Donovan showed up in Cleveland about 30 years ago and moved into nifty Channel 3 studios to do those four-minute sportscasts where they talk about the Brownns for 45 seconds, Indians for 30 seconds and use the leftover time to make lame jokes with the female co-anchor. Channel 3 is pretty savvy because their news sets always look like bowling alleys, and that goes over well in Cleveland.
He was pretty good at this gig, so after a while he managed to convince Carmen Policy that he should be the Browns play-by-play guy because he used the same sort of viscous paste to grease his hair back as Carmen learned to use in San Francisco. That, and a shared love of using unemployed autoworkers as footstools endeared Donovan to Policy, so the play-by-play job was as good as his.
This was all well-and-good until recently, when Donovan in quick succession reported a series of clearly made-up stories, either out of boredom or because he lives in some sort of alternate reality.
- First Donovan reports that the Browns are all set to trade down with the Houston Texans, giving up their precious #3 draft pick to the Team-That-Bush-Forgot in exchange for a human tackling dummy calling himself David Carr and a handful of lug nuts, or something similar. There's no way Phil Savage deals for Tim Couch, Junior and everyone knows it, but we all just sort of look at each other nervously and hope Donovan is making a joke.

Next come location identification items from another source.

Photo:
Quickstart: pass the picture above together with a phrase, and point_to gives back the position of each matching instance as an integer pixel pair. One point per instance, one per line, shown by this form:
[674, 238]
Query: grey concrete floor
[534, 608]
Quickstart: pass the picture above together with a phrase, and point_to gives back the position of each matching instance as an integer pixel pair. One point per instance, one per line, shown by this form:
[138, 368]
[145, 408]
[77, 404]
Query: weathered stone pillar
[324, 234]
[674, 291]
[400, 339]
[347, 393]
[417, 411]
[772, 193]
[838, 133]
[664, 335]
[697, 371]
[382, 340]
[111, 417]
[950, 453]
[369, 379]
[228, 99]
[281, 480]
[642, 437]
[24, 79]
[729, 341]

- Then Donovan reports that Ratbird running back Jamal Lewis showed up in town late in the day and was going to visit the Browns the next day. About an hour later, Lewis signed a deal after visiting the team, so either Donovan was making crap up again or Lewis just popped into Berea to use the men's room and found himself, like a lot of people, signing various things that gave him huge amounts of Randy Lerner's money.
- Finally, Donovan reports that the Browns have signed some journeyman stiff cornerback named Kenny Wright to a three-year contract, which is ridiculous, because Phil Savage isn't going to sign a guy who sucks so bad he's been kicked out of three cities the last three years.
Put this all together and either Donovan has lost it after 43 years of accurate reporting in Cleveland or he's just gone completely batshit crazy.
Since it's clear that it's the latter, all we have to do is figure out why. Here are some possible reasons:
- Seven years of having Dick Goddard standing behind you pretending to do
stats while he stares at you with those crazed, beady little eyes of
his.
- Too much Dieken musk
- The cumulative mind-destroying impact of having to describe the athletic endeavours of Doug Pederson, Everitt Lindsay, Steve Rehberg, Chad Beasley and Anthony Malborough
- Three inches of accumulated hair product caved in his skull
- Realizing that Al frigging Roker has hit the big time and is doing game shows out of New York while he has to stay in Cleveland and act excited while breathlessly recounting the latest basketball game between Cleveland State and Northeast Montana School of Mime.
All I know is that the dude has gone completely batshit, and there's no telling what sort of crap he's going to say next, which is entertaining to watch. It's fun like watching lions eat rodeo clowns is fun.